-------------- Original message ----------------------
From: Lara Beaty <lbeaty@gc.cuny.edu>
> Doesn't the surveillance have the same effect regardless of whether it
> has a machavellion intent? It may be necessary, but isn't Foucault's
> point that it becomes internalized and is no longer necessary? It leads
> to self-control because the children never know for sure if they are
> being watched or not. It doesn't mean the have be aware of it for the
> effect to be the same. This can be viewed as both a good thing and a
> bad thing, but a constraint is still imposed, just less materially.
Oh yes, in this case the intent is not machiavelian, but in accord with the object of child development, the intent is for the social regulation to become self regulation. And there is diversity here -- some children need not be watched from the beginning, others become self-regulating, and others do not. There actually are more than three possibilities however, because self regulation is one of degrees and kinds.
> >
> The gaze and the unfamiliar texts may or may not be filtered out, and
> the meaning that is shared may or may not be shared with a whole group.
> I see that particularly for youth and young adults that the lack of
> familiarity with travel or an awareness of surveillance may lead to a
> dis-identification -- a disconnection -- because a lack of meaning or
> an awareness of power differences creates its own meanings.
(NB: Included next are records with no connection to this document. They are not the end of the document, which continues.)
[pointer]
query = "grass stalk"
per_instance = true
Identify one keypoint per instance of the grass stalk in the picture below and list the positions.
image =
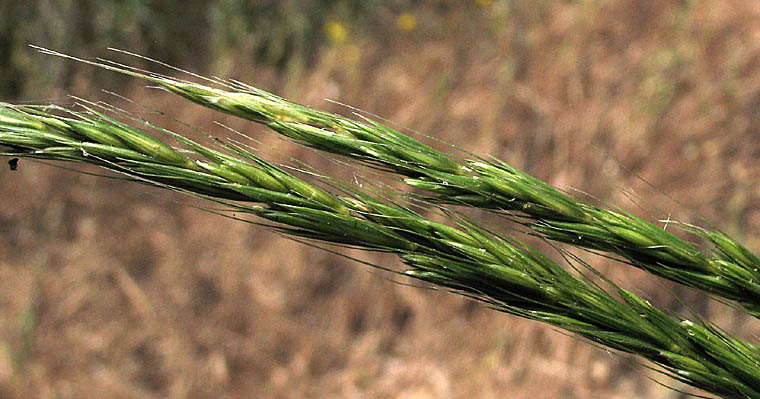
(503, 273)
(729, 271)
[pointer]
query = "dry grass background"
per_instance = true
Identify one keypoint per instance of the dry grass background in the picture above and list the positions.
(112, 289)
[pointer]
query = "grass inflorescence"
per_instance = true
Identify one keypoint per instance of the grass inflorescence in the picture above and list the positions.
(502, 272)
(731, 272)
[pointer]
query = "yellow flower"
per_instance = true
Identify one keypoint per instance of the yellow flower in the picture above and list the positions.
(406, 22)
(336, 32)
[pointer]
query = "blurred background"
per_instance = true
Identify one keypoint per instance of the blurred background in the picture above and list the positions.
(112, 289)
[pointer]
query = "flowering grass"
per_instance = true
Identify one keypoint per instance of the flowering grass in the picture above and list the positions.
(464, 258)
(729, 271)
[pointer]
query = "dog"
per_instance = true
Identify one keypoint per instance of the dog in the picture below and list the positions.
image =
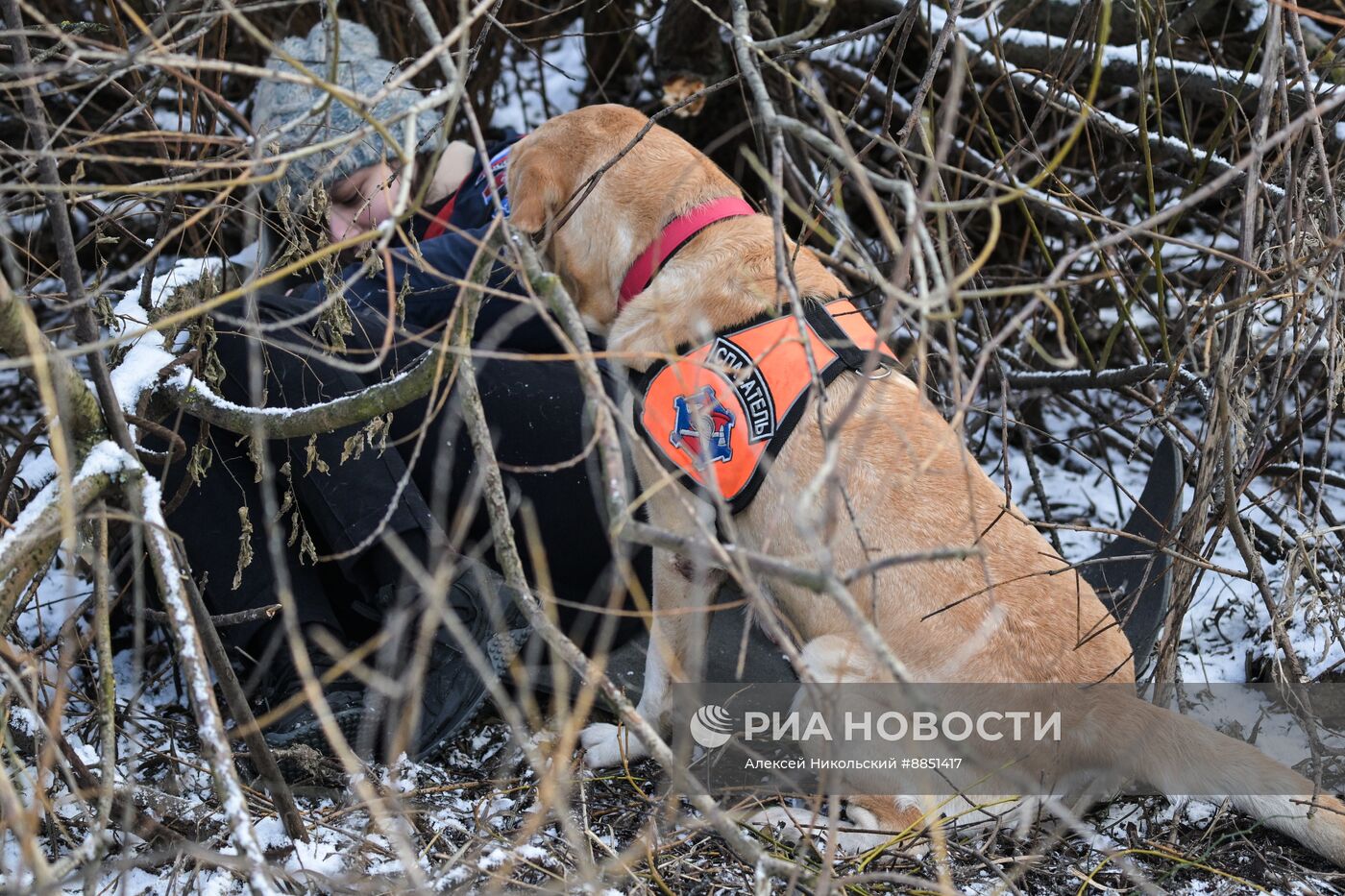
(908, 483)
Still, I'm
> not comfortable with talking about this as a constraint of the text
> because it does not prevent discussion; it simply fails to promote
> discussion. I think an important question is what effect do the
> artifacts/tools/signs always have on the activity and what do they
> simply make possible.
>
> I hope that makes sense.
Sure. I've documentation for significant diversity in literacy -- namely the reading assessments of these first graders. (Not)Shared and (not)filtered are binary descriptions and not expressive enough of the degrees (or in the language of the trade, the levels) of childrens reading. The teaching is about what understandings are shared, in math and literacy especially, and so meaning is where I am focussing -- the fact that children share in greater and lesser degrees is in contradiction with a monolithic curriculum -- and the response (of responsive teaching) is to try to resolve this contradiction.
I agree that talking about both constraints and affordances of text is not as useful as talking about children's semiotic (meaning potentials). The latter focusses on what is possible, and as Halliday has made the relation between meaning potential and zone of proximal development explicit, activity theory and systemic functional linguistics can very provide complementary and interlinked perspectives.